Он считал себя счастливым уже и тем, что мог держаться на одной высоте
и, скача на коньке чувства, не проскакать тонкой черты, отделяющей мир
чувства от мира лжи и сентиментальности, мир истины от мира, смешного, или,
скача обратно, не заскакать на песчаную, сухую почву жесткости, умничанья,
недоверия, мелочи, оскопления сердца.
Он и среди увлечения чувствовал землю под ногой и довольно силы в
себе, чтоб в случае крайности рвануться и быть свободным. Он не ослеплялся
красотой и потому не забывал, не унижал достоинства мужчины, не был рабом,
"не лежал у ног" красавиц, хотя не испытывал огненных радостей.
У него не было идолов, зато он сохранил силу души, крепость тела, зато
он был целомудренно-горд; от него веяло какою-то свежестью и силой, перед
которой невольно смущались и незастенчивые женщины.
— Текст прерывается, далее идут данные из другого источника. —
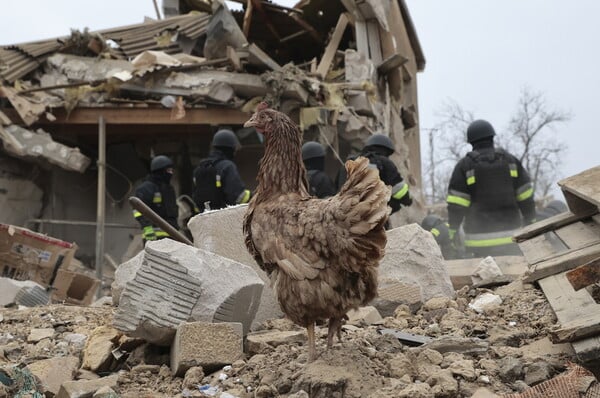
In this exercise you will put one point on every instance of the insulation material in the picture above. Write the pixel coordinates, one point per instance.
(28, 144)
(576, 382)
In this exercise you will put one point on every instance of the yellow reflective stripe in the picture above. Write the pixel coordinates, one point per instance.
(403, 191)
(457, 200)
(244, 197)
(525, 195)
(489, 242)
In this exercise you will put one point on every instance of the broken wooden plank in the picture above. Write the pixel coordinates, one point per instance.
(562, 262)
(550, 223)
(584, 185)
(247, 18)
(585, 275)
(542, 247)
(332, 46)
(374, 41)
(390, 63)
(258, 57)
(570, 307)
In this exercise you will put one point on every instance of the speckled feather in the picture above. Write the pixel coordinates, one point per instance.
(321, 254)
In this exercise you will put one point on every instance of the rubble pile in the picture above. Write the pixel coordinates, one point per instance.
(503, 349)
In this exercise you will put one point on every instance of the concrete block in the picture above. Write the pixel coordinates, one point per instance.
(97, 354)
(364, 315)
(124, 274)
(177, 283)
(220, 232)
(395, 294)
(413, 257)
(86, 388)
(53, 372)
(209, 345)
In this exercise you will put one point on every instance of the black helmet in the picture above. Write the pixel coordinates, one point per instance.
(380, 140)
(478, 130)
(225, 138)
(312, 149)
(430, 221)
(160, 162)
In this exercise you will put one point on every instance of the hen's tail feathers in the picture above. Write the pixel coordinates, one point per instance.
(363, 208)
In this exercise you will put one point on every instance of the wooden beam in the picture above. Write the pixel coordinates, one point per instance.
(247, 18)
(141, 116)
(550, 224)
(562, 262)
(333, 45)
(259, 6)
(585, 275)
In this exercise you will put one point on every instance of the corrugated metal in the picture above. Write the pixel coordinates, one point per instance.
(18, 60)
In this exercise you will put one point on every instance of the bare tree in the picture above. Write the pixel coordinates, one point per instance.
(530, 136)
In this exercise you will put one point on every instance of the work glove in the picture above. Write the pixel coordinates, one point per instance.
(149, 233)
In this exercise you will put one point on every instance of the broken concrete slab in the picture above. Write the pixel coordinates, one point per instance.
(124, 274)
(209, 345)
(364, 316)
(27, 293)
(412, 256)
(390, 297)
(86, 388)
(178, 283)
(40, 145)
(53, 372)
(209, 231)
(97, 354)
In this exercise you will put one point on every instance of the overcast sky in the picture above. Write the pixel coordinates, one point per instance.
(479, 53)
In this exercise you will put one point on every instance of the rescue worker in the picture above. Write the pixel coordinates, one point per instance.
(217, 182)
(159, 195)
(378, 149)
(319, 184)
(441, 232)
(492, 193)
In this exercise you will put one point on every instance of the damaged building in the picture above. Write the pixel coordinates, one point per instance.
(342, 70)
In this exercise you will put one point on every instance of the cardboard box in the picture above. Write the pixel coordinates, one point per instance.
(74, 288)
(28, 255)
Он знал цену этим редким и дорогим свойствам и так скупо тратил их,
что его звали эгоистом, бесчувственным. Удержанность его от порывов, уменье
не выйти из границ естественного, свободного состояния духа клеймили укором
и тут же оправдывали, иногда с завистью и удивлением, другого, который со
всего размаха летел в болото и разбивал свое и чужое существование.
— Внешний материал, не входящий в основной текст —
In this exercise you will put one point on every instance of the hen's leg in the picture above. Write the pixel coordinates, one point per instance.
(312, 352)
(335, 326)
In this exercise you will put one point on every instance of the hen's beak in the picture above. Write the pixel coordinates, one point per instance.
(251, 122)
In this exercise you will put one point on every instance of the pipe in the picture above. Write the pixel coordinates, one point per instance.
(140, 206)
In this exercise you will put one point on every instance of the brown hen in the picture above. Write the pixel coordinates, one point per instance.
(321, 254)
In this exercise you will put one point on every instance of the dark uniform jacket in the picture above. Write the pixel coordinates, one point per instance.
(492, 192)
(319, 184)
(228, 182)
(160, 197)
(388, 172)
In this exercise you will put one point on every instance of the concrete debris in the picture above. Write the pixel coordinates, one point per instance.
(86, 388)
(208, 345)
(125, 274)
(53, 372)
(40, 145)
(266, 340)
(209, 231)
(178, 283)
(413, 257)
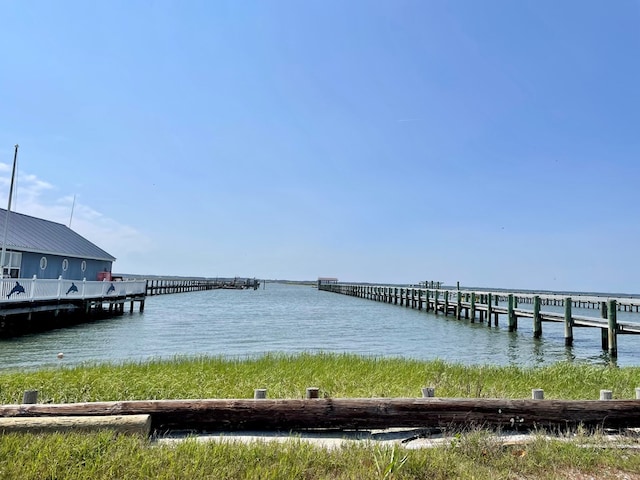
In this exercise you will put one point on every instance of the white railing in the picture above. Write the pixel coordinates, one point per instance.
(21, 289)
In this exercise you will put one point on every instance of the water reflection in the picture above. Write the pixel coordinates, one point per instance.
(294, 319)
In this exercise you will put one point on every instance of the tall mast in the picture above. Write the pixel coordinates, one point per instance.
(6, 220)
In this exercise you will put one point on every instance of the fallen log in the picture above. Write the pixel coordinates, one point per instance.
(129, 424)
(352, 413)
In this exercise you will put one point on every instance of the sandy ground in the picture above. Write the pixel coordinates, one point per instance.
(407, 438)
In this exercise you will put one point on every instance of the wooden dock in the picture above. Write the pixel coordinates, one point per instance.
(168, 285)
(30, 304)
(484, 306)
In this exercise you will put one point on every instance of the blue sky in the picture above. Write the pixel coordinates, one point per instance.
(495, 143)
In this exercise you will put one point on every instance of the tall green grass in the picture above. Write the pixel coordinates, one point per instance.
(336, 375)
(474, 456)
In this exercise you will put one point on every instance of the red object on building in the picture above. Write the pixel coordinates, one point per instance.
(104, 276)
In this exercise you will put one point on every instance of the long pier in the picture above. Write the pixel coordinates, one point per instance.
(168, 285)
(484, 306)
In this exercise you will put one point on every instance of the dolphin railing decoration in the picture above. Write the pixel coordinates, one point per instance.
(31, 289)
(17, 289)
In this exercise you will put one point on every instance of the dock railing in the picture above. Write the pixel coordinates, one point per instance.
(13, 290)
(471, 304)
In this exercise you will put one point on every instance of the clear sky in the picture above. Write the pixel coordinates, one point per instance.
(494, 142)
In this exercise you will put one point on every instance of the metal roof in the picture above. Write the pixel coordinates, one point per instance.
(31, 234)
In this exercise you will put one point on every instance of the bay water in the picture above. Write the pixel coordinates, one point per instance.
(293, 319)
- Страсти, страсти все оправдывают, - говорили вокруг него, - а вы в
своем эгоизме бережете только себя: посмотрим, для кого.
- Для кого-нибудь да берегу, - говорил он задумчиво, как будто глядя
вдаль, и продолжал не верить в поэзию страстей, не восхищался их бурными
проявлениями и разрушительными следами, а все хотел видеть идеал бытия и
стремлений человека в строгом понимании и отправлении жизни.
И чем больше оспаривали его, тем глубже "коснел" он в своем упрямстве,
впадал даже, по крайней мере в спорах, в пуританский фанатизм. Он говорил,
что "нормальное назначение человека - прожить четыре времени года, то есть
четыре возраста, без скачков и донести сосуд жизни до последнего дня, не
пролив ни одной капли напрасно, и что ровное и медленное горение огня лучше
бурных пожаров, какая бы поэзия ни пылала в них". В заключение прибавлял,
что он "был бы счастлив, если б удалось ему на себе оправдать свое
убеждение, но что достичь этого он не надеется, потому что это очень
трудно".
А сам все шел да шел упрямо по избранной дороге. Не видали, чтоб он
задумывался над чем-нибудь болезненно и мучительно; по-видимому, его не
пожирали угрызения утомленного сердца; не болел он душой, не терялся
никогда в сложных, трудных или новых обстоятельствах, а подходил к ним, как
к бывшим знакомым, как будто он жил вторично, проходил знакомые места.
Что ни встречалось, он сейчас употреблял тот прием, какой был нужен
для этого явления, как ключница сразу выберет из кучи висящих на поясе
ключей тот именно, который нужен для той или другой двери.